18-foot Swedish keelboat

The Albin 57 is a Swedish sailboat that was designed by Rolf Magnusson as a coastal cruiser and first built in 1977.

The boat's designation is its metric length overall in decimetres.

==Production==
The design was built by Albin Marine in Sweden between 1977 and 1981, with about 400 boats completed, but it is now out of production.

==Design==
The Albin 57 is a recreational keelboat, built predominantly of fibreglass, with wood trim. It has a fractional sloop rig with aluminum spars, wire standing rigging and a single set of swept spreaders. The hull has a raked stem, a plumb transom, a transom-hung rudder controlled by a tiller and a swing keel.

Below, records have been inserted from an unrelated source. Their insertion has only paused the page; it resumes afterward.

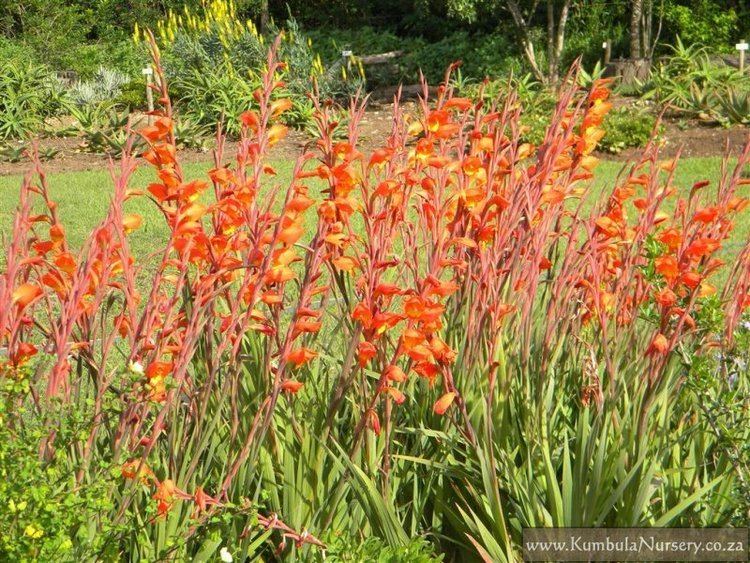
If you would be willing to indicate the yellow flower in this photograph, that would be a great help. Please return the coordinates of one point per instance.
(33, 532)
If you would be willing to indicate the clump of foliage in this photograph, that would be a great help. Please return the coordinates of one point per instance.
(104, 86)
(693, 84)
(436, 344)
(214, 61)
(29, 94)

It displaces 1764 lb and carries 562 lb of ballast.

The boat has a draft of 4.26 ft with the swing keel extended and 1.97 ft with it retracted, allowing ground transportation on a trailer.

The boat is normally fitted with a small outboard motor for docking and manoeuvring.

The design has sleeping accommodation for four people, with a double "V"-berth in the bow cabin and two straight settees in the main cabin. The galley is located at the companionway ladder. The galley is equipped with a two-burner stove. There are hull-mounted rectangular ports on both sides of the boat.

For sailing the design may be equipped with a symmetrical spinnaker of 269 sqft. It has a hull speed of 5.43 kn.